You know how hype works, right? Well, it’s pretty much the same in any field, even hair metal, except instead of the NME it’s Metal Sludge and instead of selling two million albums in Britain alone the group sells out a string of clubs in downtown Helsinki, but it’s basically the same thing. And, give or take a couple of details, that’s essentially the story of Crashdïet: hyped to the eyeballs, they crashed and burned in true sleaze style.
In general terms, naming your band after a Guns N’ Roses song is just about one of the coolest things you can do; naming your band after an
unreleased Guns N Roses track is in fact the coolest thing you can do. Playing hair metal, though? Maybe not so cool. Crashdïet’s one-and-only full-length release, 2005’s
Rest In Sleaze, is a tour-de-force of ‘80s metal, channelling the best and the worst of the glam and power metal eras with typical reckless abandon and little regard for good taste.
It’s far from original, as you can guess, sounding very much like a sum of its parts rather than a coherent whole. As such there’s no typical Crashdïet “sound.” The band imitate their heroes impressively, but there’s a sense that any one of the ten songs could be taken from a different ‘80s/early ‘90s metal album: ‘Straight Outta Hell’ could come from
Painkiller, ‘Knokk ‘Em Down’ fakes like
Extreme’s ‘Money’ but makes like something from
Skid Row, while ‘Tikket’ could be an outtake from
Slave To The Grind. The killer, though, is that none of them really stand up to the material on those albums.

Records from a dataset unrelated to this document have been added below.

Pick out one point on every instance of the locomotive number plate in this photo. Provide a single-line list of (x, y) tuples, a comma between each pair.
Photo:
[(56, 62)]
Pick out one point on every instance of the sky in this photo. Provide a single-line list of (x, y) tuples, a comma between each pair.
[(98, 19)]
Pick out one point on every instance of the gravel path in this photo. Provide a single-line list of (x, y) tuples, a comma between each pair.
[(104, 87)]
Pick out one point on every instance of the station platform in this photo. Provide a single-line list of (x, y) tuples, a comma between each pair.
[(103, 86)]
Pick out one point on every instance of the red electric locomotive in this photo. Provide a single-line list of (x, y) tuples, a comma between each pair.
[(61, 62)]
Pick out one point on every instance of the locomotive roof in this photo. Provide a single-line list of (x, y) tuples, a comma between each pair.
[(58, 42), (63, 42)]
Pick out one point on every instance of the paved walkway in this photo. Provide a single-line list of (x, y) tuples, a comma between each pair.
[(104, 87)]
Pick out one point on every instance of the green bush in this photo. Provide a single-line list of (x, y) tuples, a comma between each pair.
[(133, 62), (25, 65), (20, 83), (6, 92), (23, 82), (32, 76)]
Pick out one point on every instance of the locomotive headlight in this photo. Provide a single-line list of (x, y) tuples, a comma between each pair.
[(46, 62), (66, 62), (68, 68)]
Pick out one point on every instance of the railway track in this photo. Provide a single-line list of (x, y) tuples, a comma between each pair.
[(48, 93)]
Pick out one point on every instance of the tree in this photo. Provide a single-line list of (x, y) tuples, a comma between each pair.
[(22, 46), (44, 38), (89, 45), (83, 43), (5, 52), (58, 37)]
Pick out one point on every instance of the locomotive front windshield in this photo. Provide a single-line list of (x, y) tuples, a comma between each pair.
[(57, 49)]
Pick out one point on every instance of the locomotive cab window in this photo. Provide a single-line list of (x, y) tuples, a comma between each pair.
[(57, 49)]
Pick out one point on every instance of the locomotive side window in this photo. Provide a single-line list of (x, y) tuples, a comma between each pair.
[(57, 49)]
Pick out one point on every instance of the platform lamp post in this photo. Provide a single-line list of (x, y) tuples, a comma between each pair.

Frontman Dave Lepard is a versatile vocalist, boasting in his armoury a Halford-style falsetto and a sweet radio ballad voice that, at its best, disguises the last traces of his slight Swedish accent, though he generally goes for a mid-range Sebastian Bach-type dirty wail. At his roughest, Lepard affects a raspy Mike Monroe-type snarl that’s aggressive but non-threatening in a way that only certain Scandinavian metal singers and all death metal vocalists can be. Lepard hits his peak on standout tracks ‘Out of Line’ and ‘Queen Obscene / 69 Eyes,’ where his interaction with the shamelessly overblown harmonised chorus vocals is nothing short of masterful
‘It’s A Miracle’ is a highlight, sounding like latter day Hanoi Rocks-meets-Duran Duran, with a
furious electronic beat and the type of glossy synthesised chorus VH1 Classics would go nuts for, but ‘Needle In Your Eye’ combines awkward off-key vocals with a lame hook, one-phrase chorus combo that not even
Judas Priest would touch. Album-closer ‘Back on Trakk’ is a gentle reminder of why nobody listens to Europe anymore, and ‘Out of Line’ just aches for an interesting hook.
Truthfully, for an album of just ten short tracks,
Rest In Sleaze is shamefully top-heavy- think Cinderella-buried-under-a-disused-quarry heavy- a fact made all the more remarkable by the fact that a) they had three years to prepare the album; and b) the standout tracks are so damn good they actually threaten to overshadow the mediocre whole. ‘Queen Obscene / 69 Shots,’ a sleazy garage rocker that recalls compatriots the
Backyard Babies, breaks out with a tight lead guitar harmonies and shows the full range of the band’s talents, from Maiden-esque galloping rhythms to the romping chorus that’s one part Axl Rose, two parts Johnny Thunders with enough left over a speedball or two.
‘Breakin’ The Chainz’ is another made-for-radio chunky rocker that recalls now-defunct English glam-rockers
The Ga*Ga*s, but it’s the debut single ‘Riot in Everyone’ that Crashdïet will be remembered for in the future, if they are indeed remembered for anything other than Lepard’s tragic suicide earlier this year. As sleaze rockers go, there’s few that better encapsulate the spirit of the genre, with guitars that ooze
Metallica and a vocal track that challenges even the best of Mike Monroe’s performances, while the infectious chorus-line reads,
”we’re the kids of the underground and there’s a riot in everyone.” But it begs the question: why isn’t it all this good?